LeserInnenbriefe

Nr. 25 –

Sieg der Autoschweiz

«Klimawechsel: Autoschweiz vs. ÖV-Schweiz», WOZ Nr. 24/2021

Einmal mehr fand ich Herrn Surbers politische Analyse – in diesem Fall zum CO2-Gesetz-Nein – sehr überzeugend. Ich bin seit Jahren linker Wähler und ziemlich enttäuscht, wie wenig sich die linken Parteien in diesem Abstimmungskampf engagiert haben. Auch wenn es nicht das wirkungsvollste Gesetz gewesen wäre, für die Stimmung im Land war es sehr wichtig. Nun ist es eindeutig ein Sieg der Autoschweiz. Ich frage mich, wie man die Stimmung im Land so falsch einschätzen konnte? Oder ob die linken Parteien das Gesetz selbst einfach nicht für gut befunden haben?

Roman Wiprächtiger, per E-Mail

Gegen Stehzeuge

«Mobilität: Autos hassen», WOZ Nr. 23/2021

Im Jahr 2021 wird es voraussichtlich eine Jahresproduktion von über 100 Millionen Fahrzeugen (Pkw und Nutzfahrzeuge) geben. Im Jahr 2013 waren es fast 90 Millionen, davon etwa 30 Millionen Lkw. Im Jahr 2019 wurden 71 071 581 Pkw und 25 027 669 Lkw produziert.

Nehmt diese Jahresproduktion von 100 Millionen Fahrzeugen, die eine angenommene durchschnittliche Länge von 5 Metern haben, und stellt sie auf einer 3 Meter breiten Fahrspur rund um die Erde hintereinander. Ihr werdet, wenn meine Rechnung fehlerfrei ist, 12 solche Fahrspuren nebeneinander füllen, um die Jahresproduktion dieses Wahnsinns zu parkieren. 12 Spuren auf 40 000 Kilometern ergeben eine 36 Meter breite Autobahn um unseren Planeten.

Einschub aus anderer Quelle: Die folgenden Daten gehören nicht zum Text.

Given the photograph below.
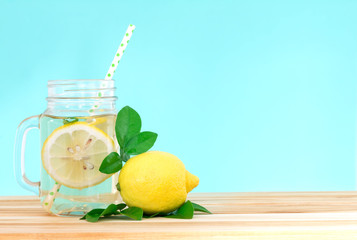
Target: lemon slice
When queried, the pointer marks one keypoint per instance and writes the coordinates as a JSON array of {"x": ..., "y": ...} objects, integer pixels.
[{"x": 73, "y": 153}]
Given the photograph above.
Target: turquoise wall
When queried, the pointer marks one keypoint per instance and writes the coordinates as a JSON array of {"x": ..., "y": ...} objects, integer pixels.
[{"x": 251, "y": 95}]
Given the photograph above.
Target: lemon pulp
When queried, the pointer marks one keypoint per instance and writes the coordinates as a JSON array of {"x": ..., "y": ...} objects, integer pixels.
[{"x": 73, "y": 153}]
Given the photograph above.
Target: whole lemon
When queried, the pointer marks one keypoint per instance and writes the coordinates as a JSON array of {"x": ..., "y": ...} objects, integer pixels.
[{"x": 156, "y": 182}]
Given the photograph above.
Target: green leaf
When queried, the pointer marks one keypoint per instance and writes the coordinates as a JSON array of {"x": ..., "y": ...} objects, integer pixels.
[
  {"x": 197, "y": 207},
  {"x": 140, "y": 143},
  {"x": 124, "y": 157},
  {"x": 133, "y": 212},
  {"x": 121, "y": 206},
  {"x": 128, "y": 124},
  {"x": 184, "y": 212},
  {"x": 154, "y": 215},
  {"x": 94, "y": 215},
  {"x": 111, "y": 163},
  {"x": 70, "y": 120},
  {"x": 110, "y": 210}
]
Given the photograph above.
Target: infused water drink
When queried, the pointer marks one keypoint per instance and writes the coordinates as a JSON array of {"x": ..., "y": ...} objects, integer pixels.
[{"x": 72, "y": 151}]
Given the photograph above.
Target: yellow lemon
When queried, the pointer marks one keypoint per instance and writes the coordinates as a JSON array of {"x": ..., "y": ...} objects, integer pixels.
[{"x": 156, "y": 182}]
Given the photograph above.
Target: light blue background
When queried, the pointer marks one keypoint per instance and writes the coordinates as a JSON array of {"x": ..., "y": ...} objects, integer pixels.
[{"x": 251, "y": 95}]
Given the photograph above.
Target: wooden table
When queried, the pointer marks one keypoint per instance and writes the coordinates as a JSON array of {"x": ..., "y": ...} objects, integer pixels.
[{"x": 275, "y": 215}]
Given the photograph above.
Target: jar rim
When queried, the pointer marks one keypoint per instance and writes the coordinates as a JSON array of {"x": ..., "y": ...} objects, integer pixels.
[
  {"x": 58, "y": 81},
  {"x": 81, "y": 89}
]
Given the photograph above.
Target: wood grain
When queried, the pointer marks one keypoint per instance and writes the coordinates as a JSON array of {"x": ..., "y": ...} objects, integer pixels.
[{"x": 251, "y": 216}]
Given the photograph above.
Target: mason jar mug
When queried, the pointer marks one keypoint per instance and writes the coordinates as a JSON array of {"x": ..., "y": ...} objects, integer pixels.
[{"x": 77, "y": 131}]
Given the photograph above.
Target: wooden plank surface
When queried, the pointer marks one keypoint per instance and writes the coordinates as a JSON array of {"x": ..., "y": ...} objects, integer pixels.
[{"x": 251, "y": 216}]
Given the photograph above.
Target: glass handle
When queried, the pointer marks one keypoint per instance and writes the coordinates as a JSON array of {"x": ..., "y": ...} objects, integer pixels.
[{"x": 19, "y": 153}]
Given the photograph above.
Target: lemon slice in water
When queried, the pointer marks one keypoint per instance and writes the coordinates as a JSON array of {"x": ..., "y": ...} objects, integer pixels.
[{"x": 73, "y": 153}]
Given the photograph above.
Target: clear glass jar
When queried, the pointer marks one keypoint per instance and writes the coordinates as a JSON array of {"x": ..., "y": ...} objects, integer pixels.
[{"x": 77, "y": 131}]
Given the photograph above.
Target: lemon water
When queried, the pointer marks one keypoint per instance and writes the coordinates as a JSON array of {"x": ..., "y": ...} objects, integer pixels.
[{"x": 70, "y": 198}]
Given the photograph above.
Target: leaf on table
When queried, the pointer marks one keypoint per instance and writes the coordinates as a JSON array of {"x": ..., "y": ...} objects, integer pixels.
[
  {"x": 110, "y": 210},
  {"x": 121, "y": 206},
  {"x": 133, "y": 212},
  {"x": 93, "y": 215},
  {"x": 184, "y": 212},
  {"x": 197, "y": 207}
]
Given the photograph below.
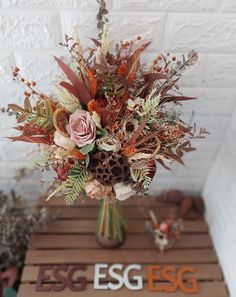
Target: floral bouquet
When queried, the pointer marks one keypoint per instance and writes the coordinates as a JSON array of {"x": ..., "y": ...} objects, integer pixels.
[{"x": 109, "y": 122}]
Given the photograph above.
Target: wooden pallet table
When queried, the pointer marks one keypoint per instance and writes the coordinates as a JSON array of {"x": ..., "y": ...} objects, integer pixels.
[{"x": 69, "y": 239}]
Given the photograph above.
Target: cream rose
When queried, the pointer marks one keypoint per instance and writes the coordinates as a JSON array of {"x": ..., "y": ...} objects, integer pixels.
[
  {"x": 81, "y": 128},
  {"x": 109, "y": 143},
  {"x": 123, "y": 191}
]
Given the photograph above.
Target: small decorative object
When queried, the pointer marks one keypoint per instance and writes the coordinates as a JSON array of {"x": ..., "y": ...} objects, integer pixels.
[
  {"x": 17, "y": 223},
  {"x": 164, "y": 233},
  {"x": 109, "y": 121}
]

Im Jahre 2007 hat die automobile Weltproduktion die erste Milliarde überschritten. Ich überlasse euch die Rechnung – wie breit die Autobahn für eine Milliarde Autos wird, wenn sie aneinandergereiht wie auf der Müllhalde stehen.

In den Vereinigten Staaten stand in den ersten Jahren der Einführung des Ford T eine pragmatische Logik und populäre Intelligenz gegen die Einführung eines individuellen Fahrzeugs. Die Mehrheit der Arbeiterschaft sah keine Notwendigkeit, für ein Transportmittel arbeiten zu gehen, das während der Arbeitszeit zum individuellen Stehzeug wird. Wenn schon in der Fabrik täglich zehn Stunden malochen: schön deppert der, der das mühsam verdiente Geld in den Transport zur Arbeit verlocht. Der öffentliche Verkehr war schon damals Ausdruck für Solidarität. Jean-Baptiste Fressoz («L’Apocalypse joyeuse. Une histoire du risque technologique», Éditions Seuil) zeigt, wie und was die Oligarchen gegen die pragmatische Intelligenz des Volkes unternahmen. Die Zurverfügungstellung von billigstem Kredit und eine geschickte Propaganda waren notwendig, um das individuelle Fahrzeug zu popularisieren. Die Einführung des individuellen Stehzeugs, damals Ford T genannt, war also gleichzeitig auch Auftakt zu den sich bis heute wiederholenden Wellen von billigsten Konsumkrediten. In der Propaganda hiess es damals unter anderem, dass der öffentliche Verkehr ein gefährlich kommunistisches Anliegen sei. Der ÖV schafft jedoch keine Kreditsklaven.

Das Auto ist ein stehender Kult geworden. Ein egoistisches Stehzeug, das in seiner neurotischen Ausgabe, wenn es endlich mal in Bewegung kommt, im wahrsten Sinne echt unheimliche Geräusche von sich gibt. Ich möchte als Ergänzung zu eurem «Was tun?» bescheiden vorschlagen: Wie wäre es mit einem jährlichen internationalen Zürcher Filmpreis für den originellsten, kürzesten und ironischsten Clip, einen Preis für einen intelligenten und kulturell wirksamen Videoclip gegen die kultigen und fetischisierten Stehzeuge?